Role model
March 25, 2017 11:02 AM   Subscribe

 
I really appreciate seeing normal life in places which you have a picture of as being unbearably poor. And I love the fact that Congolese French is easier to understand than Metropolitan French.
posted by ambrosen at 1:17 PM on March 25, 2017 [1 favorite]


This is great. Don't skip the video to just read the transcript. What a brave, strong lady, and her husband is all right.
posted by BrashTech at 1:47 PM on March 25, 2017


I love listening to the Lingala with the odd French thrown in. Africa-type tone languages are so beautiful; it's such a pity that the first African language most non-Africans learn happens to be the only one within its sub-family that does not have phonemic tones.
posted by minus273 at 5:14 PM on March 25, 2017 [1 favorite]


minus273, I didn't know there were tonal languages in Africa, and now I'm lost in a little maze of Wikipedia pages, all different. Thanks!

And the whole story is lovely. Thanks also, infini!
posted by kandinski at 7:17 PM on March 25, 2017 [1 favorite]


This woman is amazing!
posted by WalkerWestridge at 8:27 PM on March 25, 2017


Wow what a badass.

Was she speaking French? I can't tell (and I theoretically speak French...)
posted by quaking fajita at 8:53 PM on March 25, 2017


I just got back from a couple of weeks in Delhi, and I hope to be going up to the edges of the DRC later this year.

African women rock. They're far more badass, more resilient, more WTF you call me resilient for surviving rape and conflicts just because I learnt to endure and survive than the women in Asia.

I speak as an Asian woman, with the experience of design ethnography immersion in rural Philippines, and India, as well as rural East and South Africa.

At least in my lifetime, Asia has been in an emergent state socioeconomically, and things have never gotten as consistently adverse as they tend to be in parts of rural Africa.

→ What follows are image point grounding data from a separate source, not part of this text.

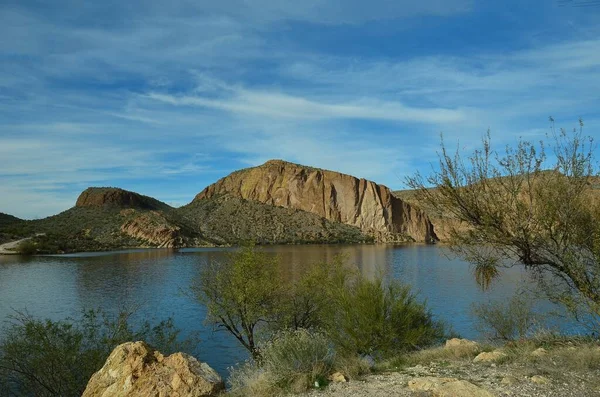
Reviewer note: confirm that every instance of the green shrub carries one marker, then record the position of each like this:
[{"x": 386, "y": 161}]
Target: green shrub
[
  {"x": 506, "y": 321},
  {"x": 293, "y": 360},
  {"x": 57, "y": 358},
  {"x": 378, "y": 319},
  {"x": 240, "y": 294}
]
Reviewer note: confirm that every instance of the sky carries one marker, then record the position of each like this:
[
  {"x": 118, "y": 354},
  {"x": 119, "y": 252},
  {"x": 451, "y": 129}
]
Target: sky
[{"x": 166, "y": 97}]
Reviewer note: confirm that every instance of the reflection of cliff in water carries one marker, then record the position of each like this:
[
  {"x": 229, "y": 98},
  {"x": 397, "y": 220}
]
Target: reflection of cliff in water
[
  {"x": 371, "y": 260},
  {"x": 126, "y": 279}
]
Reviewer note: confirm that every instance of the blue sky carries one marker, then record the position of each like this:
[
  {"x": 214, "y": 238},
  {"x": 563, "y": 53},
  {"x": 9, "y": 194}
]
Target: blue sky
[{"x": 164, "y": 98}]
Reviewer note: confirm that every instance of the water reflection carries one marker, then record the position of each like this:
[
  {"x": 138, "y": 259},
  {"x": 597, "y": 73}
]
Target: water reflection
[{"x": 157, "y": 281}]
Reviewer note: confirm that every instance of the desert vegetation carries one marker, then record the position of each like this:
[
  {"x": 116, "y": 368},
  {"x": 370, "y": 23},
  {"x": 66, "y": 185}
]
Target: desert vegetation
[
  {"x": 528, "y": 205},
  {"x": 57, "y": 358},
  {"x": 300, "y": 331}
]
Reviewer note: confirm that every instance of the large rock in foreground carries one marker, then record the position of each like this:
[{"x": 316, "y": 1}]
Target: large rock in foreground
[
  {"x": 135, "y": 369},
  {"x": 335, "y": 196}
]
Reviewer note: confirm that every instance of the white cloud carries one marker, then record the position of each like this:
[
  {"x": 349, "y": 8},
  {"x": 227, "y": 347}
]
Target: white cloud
[{"x": 278, "y": 105}]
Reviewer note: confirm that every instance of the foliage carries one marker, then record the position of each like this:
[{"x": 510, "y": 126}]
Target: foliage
[
  {"x": 298, "y": 358},
  {"x": 506, "y": 321},
  {"x": 240, "y": 294},
  {"x": 57, "y": 358},
  {"x": 248, "y": 297},
  {"x": 309, "y": 301},
  {"x": 375, "y": 318},
  {"x": 519, "y": 212}
]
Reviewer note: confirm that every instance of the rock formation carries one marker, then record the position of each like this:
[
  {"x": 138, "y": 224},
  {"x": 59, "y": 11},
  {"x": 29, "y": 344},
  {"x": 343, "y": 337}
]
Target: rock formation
[
  {"x": 153, "y": 228},
  {"x": 107, "y": 196},
  {"x": 135, "y": 369},
  {"x": 335, "y": 196}
]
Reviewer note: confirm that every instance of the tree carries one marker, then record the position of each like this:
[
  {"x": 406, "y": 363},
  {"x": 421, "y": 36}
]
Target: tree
[
  {"x": 241, "y": 294},
  {"x": 519, "y": 210},
  {"x": 57, "y": 358}
]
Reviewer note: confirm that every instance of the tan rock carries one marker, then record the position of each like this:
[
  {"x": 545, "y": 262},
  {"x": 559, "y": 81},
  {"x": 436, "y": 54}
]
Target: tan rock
[
  {"x": 509, "y": 380},
  {"x": 155, "y": 229},
  {"x": 135, "y": 369},
  {"x": 489, "y": 356},
  {"x": 540, "y": 380},
  {"x": 447, "y": 387},
  {"x": 332, "y": 195},
  {"x": 338, "y": 377},
  {"x": 540, "y": 352},
  {"x": 460, "y": 388}
]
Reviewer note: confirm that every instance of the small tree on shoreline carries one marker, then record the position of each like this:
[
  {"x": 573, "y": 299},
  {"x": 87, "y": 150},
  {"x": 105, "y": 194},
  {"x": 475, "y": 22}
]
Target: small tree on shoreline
[
  {"x": 518, "y": 211},
  {"x": 240, "y": 294}
]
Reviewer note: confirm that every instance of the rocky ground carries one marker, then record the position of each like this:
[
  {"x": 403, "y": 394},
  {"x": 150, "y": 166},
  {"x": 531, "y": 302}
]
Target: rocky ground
[{"x": 561, "y": 371}]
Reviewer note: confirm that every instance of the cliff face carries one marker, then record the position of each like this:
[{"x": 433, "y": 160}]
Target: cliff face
[
  {"x": 332, "y": 195},
  {"x": 153, "y": 228}
]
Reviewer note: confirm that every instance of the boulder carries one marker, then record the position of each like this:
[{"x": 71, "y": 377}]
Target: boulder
[
  {"x": 540, "y": 352},
  {"x": 489, "y": 356},
  {"x": 447, "y": 387},
  {"x": 461, "y": 347},
  {"x": 135, "y": 369}
]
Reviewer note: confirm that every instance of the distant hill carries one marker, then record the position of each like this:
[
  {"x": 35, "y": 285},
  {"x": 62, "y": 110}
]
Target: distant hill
[
  {"x": 6, "y": 219},
  {"x": 332, "y": 195},
  {"x": 6, "y": 222},
  {"x": 232, "y": 220}
]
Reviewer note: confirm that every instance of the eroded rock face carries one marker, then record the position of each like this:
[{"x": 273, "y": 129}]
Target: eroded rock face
[
  {"x": 107, "y": 196},
  {"x": 332, "y": 195},
  {"x": 135, "y": 369},
  {"x": 155, "y": 229}
]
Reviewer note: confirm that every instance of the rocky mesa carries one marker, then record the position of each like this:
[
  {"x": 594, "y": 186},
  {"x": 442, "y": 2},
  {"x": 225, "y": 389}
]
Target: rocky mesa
[
  {"x": 112, "y": 196},
  {"x": 335, "y": 196}
]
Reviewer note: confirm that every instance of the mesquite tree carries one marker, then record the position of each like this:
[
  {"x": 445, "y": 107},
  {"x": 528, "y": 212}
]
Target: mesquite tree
[{"x": 529, "y": 206}]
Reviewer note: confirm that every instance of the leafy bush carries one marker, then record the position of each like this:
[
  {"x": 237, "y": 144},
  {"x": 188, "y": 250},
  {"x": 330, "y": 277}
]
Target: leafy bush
[
  {"x": 294, "y": 360},
  {"x": 506, "y": 320},
  {"x": 298, "y": 358},
  {"x": 57, "y": 358},
  {"x": 240, "y": 294},
  {"x": 371, "y": 317}
]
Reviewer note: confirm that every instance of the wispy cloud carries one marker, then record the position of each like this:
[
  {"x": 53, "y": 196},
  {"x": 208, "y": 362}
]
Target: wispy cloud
[{"x": 166, "y": 97}]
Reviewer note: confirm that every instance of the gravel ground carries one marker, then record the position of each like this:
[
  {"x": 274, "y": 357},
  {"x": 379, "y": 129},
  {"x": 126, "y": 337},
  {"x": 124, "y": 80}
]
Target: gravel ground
[{"x": 513, "y": 379}]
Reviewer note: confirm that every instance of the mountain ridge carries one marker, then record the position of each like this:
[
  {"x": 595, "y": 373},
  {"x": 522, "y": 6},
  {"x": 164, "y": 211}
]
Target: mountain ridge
[{"x": 335, "y": 196}]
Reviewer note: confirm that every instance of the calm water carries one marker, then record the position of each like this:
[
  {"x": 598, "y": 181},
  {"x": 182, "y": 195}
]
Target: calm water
[{"x": 60, "y": 286}]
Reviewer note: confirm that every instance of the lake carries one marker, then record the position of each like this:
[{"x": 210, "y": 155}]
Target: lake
[{"x": 56, "y": 287}]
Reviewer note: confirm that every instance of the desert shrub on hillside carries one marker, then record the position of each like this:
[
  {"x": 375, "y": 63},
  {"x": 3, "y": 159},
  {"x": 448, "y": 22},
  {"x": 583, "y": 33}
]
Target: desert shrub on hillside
[
  {"x": 57, "y": 358},
  {"x": 506, "y": 320},
  {"x": 248, "y": 297},
  {"x": 377, "y": 318},
  {"x": 293, "y": 360}
]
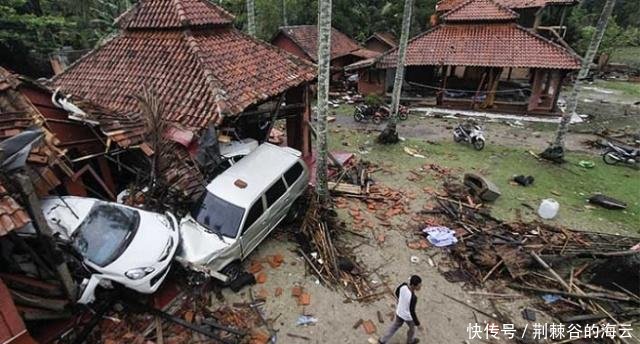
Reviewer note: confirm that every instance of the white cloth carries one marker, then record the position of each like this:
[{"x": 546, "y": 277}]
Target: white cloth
[
  {"x": 404, "y": 302},
  {"x": 440, "y": 236}
]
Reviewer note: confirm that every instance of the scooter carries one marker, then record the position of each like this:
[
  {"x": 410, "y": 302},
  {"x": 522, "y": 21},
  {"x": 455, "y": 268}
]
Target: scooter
[
  {"x": 403, "y": 112},
  {"x": 470, "y": 133},
  {"x": 364, "y": 113},
  {"x": 616, "y": 154}
]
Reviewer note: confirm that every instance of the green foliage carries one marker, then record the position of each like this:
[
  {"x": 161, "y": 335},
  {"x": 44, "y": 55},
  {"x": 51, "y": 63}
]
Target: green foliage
[
  {"x": 614, "y": 38},
  {"x": 357, "y": 18}
]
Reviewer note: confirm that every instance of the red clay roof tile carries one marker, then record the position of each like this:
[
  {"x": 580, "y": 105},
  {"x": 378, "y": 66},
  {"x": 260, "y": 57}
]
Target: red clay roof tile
[
  {"x": 173, "y": 14},
  {"x": 488, "y": 45},
  {"x": 190, "y": 69},
  {"x": 480, "y": 10},
  {"x": 306, "y": 37},
  {"x": 447, "y": 5}
]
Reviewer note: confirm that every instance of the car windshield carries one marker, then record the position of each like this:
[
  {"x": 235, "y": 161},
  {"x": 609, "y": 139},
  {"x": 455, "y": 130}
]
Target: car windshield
[
  {"x": 218, "y": 215},
  {"x": 105, "y": 233}
]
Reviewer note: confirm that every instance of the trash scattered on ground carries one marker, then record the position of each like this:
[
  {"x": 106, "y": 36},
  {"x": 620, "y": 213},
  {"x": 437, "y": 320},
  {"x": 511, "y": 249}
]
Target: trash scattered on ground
[
  {"x": 306, "y": 320},
  {"x": 586, "y": 164},
  {"x": 607, "y": 202},
  {"x": 413, "y": 152},
  {"x": 524, "y": 180},
  {"x": 440, "y": 236},
  {"x": 548, "y": 208},
  {"x": 481, "y": 187}
]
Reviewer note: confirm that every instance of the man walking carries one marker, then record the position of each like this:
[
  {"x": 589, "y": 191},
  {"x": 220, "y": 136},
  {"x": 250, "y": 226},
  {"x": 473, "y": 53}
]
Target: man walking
[{"x": 405, "y": 311}]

But if you sit with the women going about their businesses (someone's gotta feed the kids) you'd never guess to think what stories of survival and grit they hid behind their pragmatic outlook and matter of fact smiles.

Find them on twitter
posted by infini at 12:28 AM on March 26, 2017


> Was she speaking French?

She was mostly speaking Lingala, which is a Bantu language and pretty wonderful (verbs can be present, present perfect, recurrent present, undefined recent past, undefined distant past, future, or subjunctive). But there were bits of French in there ("gender equality" is la parité).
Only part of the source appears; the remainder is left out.